For a long time I believed – at the moment I no longer know what I believe – that a person could also be a home. That everything surrounding that person was excess baggage and that the presence of that person was enough to turn any surroundings into a home. The concept of “home” could also be reduced to something material, like in a beer advert I remember from my youth, in which someone declares that wherever he lays his Stella is his home. More often than not, the protagonists in those adverts are male: testament to this is the slogan of another beer brand, which puts its faith in the words “men know why”. Even though I’m pretty knowledgable when it comes to beer, and I reckon I do know why as well, I’m glad that I’ve decided that my home from now on will just be a location.

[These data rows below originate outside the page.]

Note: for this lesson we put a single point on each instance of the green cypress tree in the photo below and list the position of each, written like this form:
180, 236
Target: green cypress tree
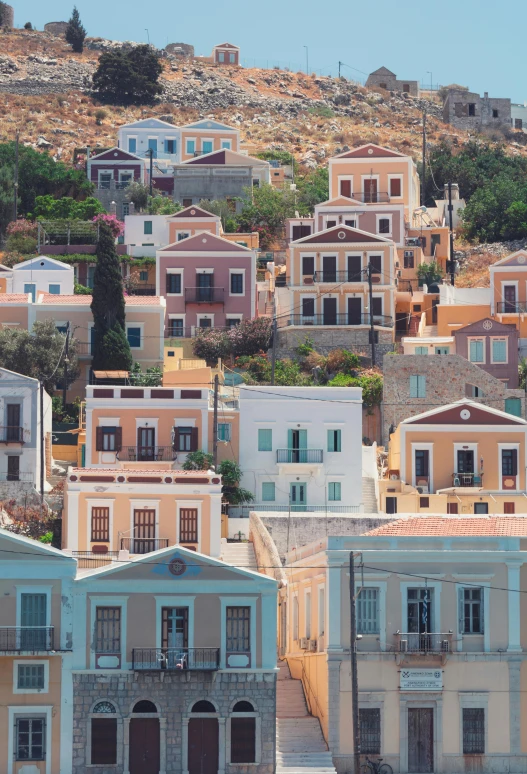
111, 350
75, 32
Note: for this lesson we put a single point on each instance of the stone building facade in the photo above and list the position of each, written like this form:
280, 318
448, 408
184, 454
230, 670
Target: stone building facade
443, 379
467, 110
167, 700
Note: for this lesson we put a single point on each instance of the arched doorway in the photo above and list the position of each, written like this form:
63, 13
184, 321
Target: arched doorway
144, 739
203, 739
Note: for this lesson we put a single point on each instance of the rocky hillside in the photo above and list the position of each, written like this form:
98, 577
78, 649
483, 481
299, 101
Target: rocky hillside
45, 93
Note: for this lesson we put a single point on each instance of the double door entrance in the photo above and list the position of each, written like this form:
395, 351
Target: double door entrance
420, 740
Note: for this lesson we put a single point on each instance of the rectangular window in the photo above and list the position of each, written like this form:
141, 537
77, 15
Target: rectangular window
368, 611
224, 431
476, 351
268, 491
334, 490
418, 386
30, 677
370, 731
108, 630
471, 610
134, 337
499, 350
395, 186
265, 439
237, 283
473, 731
238, 629
100, 525
174, 283
334, 440
30, 739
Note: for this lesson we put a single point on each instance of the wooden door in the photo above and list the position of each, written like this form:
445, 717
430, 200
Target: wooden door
330, 311
144, 746
203, 747
421, 740
144, 531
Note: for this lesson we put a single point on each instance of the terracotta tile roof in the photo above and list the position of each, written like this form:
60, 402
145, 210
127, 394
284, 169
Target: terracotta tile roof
13, 298
455, 526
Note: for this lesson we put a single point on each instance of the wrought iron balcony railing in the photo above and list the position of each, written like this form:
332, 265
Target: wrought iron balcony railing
183, 659
16, 638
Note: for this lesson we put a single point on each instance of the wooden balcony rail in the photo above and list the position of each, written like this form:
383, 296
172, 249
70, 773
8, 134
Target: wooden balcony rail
16, 638
191, 659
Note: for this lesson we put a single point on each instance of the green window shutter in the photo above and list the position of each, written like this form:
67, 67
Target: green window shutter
265, 439
268, 492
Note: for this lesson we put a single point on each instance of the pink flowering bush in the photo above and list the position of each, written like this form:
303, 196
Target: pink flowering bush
116, 226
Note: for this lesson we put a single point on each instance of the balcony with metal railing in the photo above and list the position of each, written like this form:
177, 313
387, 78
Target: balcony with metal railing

More specifically the city in which I was born, grew up and thereafter spent a quarter of a century. The same city upon which I turned my back when I was still utterly convinced that a home need not consist of anything other than an individual. Now that I can no longer/am no longer allowed to call that person home, she calls to me again. The sirensong of her sirens, a terror threat of the uppermost level.
At home at the moment it’s difficult to tell the difference between protection and occupation and one of my fellow countrymen once wrote a poetry collection about the latter, with experimental typographical features. Recently I received the reproach that I should be less cryptic in my references when its already clear who or what I mean. So in this case, just for her: the poet’s name is Paul van Ostaijen, the city in question Brussels.
Home is everything in and around a pentagonal square where businesses of all types are being told to close their doors. Life can’t help but pass by more slowly; it’s going to grind to a halt whether we want it to or not. In the streets men walk shrouded in camoflage gear, which defeats its purpose by standing out against concrete, adverts and everydayness. Over their shoulders they carry weapons that are longer than a child’s arm and they drive around in trucks with anti-aircraft guns. The birds keep to their nests where it’s safer.
Meanwhile I’m two thousand kilometres further south in a city where I flick by accident onto a Belgian politician subtitled in Portuguese. And their news report about her. I can’t understand most of it so I change the channel and the inactivity no longer goes hand in hand with the same sense of guilt. Even in tragedy there’s something like acclimatisation, pain that becomes part of the daily routine.
So often everything is easier said than done.